Alexis de Tocqueville correctly saw that the strength of democracy in the United States came from the separation of church and state, and our religious pluralism, in which people learned to “agree to disagree” without resorting to violence. He was impressed that the American public was highly religious, and yet religiously tolerant, willing to allow a variety of religious and public views. This attitude of mutual toleration and civil discourse seems to be rapidly disappearing in our nation.

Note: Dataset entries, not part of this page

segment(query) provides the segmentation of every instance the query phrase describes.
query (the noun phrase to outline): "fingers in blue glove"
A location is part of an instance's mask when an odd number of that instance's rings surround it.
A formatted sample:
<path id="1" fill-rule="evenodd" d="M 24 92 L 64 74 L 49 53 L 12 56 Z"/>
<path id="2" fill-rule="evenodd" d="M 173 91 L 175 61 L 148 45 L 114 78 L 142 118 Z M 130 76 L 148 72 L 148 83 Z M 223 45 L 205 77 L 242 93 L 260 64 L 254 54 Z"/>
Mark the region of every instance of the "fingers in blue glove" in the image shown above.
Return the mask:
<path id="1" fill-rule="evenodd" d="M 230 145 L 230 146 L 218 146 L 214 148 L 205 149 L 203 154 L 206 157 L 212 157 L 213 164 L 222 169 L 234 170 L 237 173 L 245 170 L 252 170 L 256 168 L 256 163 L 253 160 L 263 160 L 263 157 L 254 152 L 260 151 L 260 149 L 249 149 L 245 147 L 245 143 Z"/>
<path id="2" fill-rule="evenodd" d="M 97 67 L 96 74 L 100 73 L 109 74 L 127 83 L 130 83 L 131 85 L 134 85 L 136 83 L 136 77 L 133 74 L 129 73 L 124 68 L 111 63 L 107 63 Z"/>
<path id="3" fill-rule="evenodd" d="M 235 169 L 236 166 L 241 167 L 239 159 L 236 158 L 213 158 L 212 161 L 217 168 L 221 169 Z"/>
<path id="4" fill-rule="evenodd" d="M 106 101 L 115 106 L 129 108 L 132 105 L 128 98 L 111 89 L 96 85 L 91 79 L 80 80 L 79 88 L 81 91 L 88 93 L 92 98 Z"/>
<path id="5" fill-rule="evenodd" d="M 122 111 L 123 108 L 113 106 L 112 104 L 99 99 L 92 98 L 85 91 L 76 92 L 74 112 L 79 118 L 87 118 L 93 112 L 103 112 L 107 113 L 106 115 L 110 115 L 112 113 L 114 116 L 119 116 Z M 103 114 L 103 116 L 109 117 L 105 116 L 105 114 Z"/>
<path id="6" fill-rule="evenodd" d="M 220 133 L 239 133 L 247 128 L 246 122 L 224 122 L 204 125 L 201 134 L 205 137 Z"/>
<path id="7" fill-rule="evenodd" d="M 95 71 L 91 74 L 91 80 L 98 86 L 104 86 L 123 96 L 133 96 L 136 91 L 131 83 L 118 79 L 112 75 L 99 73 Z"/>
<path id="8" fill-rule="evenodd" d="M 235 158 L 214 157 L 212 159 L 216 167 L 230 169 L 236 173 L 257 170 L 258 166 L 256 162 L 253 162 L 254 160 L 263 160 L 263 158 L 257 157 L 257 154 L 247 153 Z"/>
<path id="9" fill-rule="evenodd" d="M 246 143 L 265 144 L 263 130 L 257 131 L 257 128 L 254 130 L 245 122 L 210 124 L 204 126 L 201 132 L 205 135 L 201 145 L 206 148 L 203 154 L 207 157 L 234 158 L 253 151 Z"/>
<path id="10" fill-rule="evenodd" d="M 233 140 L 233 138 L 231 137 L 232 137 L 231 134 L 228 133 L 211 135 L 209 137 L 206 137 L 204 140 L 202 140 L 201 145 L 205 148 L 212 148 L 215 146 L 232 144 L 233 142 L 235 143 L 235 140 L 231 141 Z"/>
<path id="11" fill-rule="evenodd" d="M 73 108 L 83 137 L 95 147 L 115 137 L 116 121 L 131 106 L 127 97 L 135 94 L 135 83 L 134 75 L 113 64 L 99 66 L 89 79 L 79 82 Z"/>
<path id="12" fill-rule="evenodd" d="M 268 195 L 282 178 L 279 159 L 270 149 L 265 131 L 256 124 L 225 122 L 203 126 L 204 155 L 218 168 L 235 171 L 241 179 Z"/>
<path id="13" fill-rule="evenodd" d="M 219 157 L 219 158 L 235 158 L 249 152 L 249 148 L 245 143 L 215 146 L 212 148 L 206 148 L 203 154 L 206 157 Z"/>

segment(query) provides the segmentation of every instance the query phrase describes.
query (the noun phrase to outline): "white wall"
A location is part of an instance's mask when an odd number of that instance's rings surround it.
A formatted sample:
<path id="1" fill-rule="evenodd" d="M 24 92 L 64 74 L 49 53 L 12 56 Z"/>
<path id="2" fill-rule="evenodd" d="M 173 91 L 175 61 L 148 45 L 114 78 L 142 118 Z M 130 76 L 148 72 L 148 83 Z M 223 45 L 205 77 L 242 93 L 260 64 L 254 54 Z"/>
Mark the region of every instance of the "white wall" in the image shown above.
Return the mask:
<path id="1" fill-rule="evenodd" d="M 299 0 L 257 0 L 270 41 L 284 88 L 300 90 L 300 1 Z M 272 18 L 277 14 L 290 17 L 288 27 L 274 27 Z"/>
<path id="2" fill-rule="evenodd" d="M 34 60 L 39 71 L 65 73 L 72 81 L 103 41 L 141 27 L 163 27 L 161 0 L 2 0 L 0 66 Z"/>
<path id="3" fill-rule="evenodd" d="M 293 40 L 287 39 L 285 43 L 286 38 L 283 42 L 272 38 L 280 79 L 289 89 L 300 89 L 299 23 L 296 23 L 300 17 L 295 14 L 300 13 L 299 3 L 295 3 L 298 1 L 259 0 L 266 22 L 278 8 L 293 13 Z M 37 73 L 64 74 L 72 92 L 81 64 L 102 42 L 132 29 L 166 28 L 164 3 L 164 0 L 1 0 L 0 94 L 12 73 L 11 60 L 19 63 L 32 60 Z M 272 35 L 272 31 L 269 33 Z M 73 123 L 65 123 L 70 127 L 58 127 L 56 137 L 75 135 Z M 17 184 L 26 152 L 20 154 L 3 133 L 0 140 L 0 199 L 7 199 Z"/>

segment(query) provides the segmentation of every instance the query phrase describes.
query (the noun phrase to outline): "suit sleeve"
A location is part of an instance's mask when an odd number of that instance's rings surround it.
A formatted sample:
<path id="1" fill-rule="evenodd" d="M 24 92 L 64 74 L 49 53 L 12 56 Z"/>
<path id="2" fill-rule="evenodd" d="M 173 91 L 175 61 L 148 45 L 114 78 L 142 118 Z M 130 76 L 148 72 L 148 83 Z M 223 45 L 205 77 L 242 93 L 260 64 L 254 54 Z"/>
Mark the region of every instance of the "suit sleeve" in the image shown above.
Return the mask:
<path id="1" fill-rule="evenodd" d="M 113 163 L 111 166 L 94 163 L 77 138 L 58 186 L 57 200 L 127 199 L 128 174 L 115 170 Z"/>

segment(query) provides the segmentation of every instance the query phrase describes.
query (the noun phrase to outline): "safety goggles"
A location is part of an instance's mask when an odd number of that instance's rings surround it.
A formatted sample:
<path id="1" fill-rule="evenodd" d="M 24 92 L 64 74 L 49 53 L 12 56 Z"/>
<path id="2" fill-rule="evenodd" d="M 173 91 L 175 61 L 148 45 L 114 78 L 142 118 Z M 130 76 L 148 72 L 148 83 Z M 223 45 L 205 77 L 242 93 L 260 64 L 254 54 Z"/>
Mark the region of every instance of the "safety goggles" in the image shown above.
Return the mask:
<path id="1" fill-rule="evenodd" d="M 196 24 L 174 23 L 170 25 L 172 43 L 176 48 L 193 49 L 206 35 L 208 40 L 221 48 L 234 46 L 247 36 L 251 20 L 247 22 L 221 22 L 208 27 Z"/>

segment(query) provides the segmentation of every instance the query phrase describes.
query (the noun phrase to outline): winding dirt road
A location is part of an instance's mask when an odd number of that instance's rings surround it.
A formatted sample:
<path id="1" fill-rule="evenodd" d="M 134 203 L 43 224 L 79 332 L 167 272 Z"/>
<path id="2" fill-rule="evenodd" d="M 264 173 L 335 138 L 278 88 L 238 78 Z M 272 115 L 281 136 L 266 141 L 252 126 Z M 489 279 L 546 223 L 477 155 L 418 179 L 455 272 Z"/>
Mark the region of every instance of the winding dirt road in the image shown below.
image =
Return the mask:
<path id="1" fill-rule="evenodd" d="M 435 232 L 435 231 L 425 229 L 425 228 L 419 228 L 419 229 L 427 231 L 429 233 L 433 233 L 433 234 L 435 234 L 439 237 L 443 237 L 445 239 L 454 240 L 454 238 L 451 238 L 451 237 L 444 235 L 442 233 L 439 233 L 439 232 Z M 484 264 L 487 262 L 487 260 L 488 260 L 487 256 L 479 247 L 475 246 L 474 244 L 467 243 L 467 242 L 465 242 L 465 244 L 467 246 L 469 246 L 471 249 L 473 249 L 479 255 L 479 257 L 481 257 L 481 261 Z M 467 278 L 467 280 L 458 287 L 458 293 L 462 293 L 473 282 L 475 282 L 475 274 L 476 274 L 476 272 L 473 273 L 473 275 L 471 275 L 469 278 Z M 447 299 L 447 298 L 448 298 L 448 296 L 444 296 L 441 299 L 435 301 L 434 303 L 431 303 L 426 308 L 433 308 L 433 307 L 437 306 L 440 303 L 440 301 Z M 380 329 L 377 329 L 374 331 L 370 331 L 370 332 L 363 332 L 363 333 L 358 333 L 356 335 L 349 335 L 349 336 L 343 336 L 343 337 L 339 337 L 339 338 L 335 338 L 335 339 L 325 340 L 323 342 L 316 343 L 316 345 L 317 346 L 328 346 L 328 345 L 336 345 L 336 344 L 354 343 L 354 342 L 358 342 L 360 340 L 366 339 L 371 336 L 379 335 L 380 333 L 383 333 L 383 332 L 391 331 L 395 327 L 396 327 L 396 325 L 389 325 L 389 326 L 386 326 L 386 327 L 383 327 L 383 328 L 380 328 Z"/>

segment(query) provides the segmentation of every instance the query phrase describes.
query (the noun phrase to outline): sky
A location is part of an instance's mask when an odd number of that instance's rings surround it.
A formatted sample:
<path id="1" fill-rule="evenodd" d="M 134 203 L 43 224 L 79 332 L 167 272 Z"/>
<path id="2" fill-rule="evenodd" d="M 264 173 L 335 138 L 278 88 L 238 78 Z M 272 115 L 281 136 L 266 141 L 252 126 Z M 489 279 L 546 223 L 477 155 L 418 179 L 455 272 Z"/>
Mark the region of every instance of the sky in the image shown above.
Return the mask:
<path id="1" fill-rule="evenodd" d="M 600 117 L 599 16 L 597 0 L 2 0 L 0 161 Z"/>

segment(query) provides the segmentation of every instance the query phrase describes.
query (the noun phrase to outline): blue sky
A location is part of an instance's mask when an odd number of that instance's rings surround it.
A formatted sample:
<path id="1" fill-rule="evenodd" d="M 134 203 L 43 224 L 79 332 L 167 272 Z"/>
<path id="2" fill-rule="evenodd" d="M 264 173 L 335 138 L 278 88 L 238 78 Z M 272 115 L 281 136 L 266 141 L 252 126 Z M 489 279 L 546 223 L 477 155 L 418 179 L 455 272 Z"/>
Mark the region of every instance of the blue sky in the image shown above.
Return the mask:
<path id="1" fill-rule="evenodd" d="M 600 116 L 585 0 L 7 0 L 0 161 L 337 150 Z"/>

If you, my dear reader, are on the political right, may I appeal to you to develop some friendships with people on the left, especially if you call yourself by the name of Christ? And if you are on the left, would you consider developing some friendships with thoughtful people on the right? We cannot allow ourselves to become Lebanon, or even worse, Israel-Palestine. Our democracy is at stake, not to mention the influence of the gospel.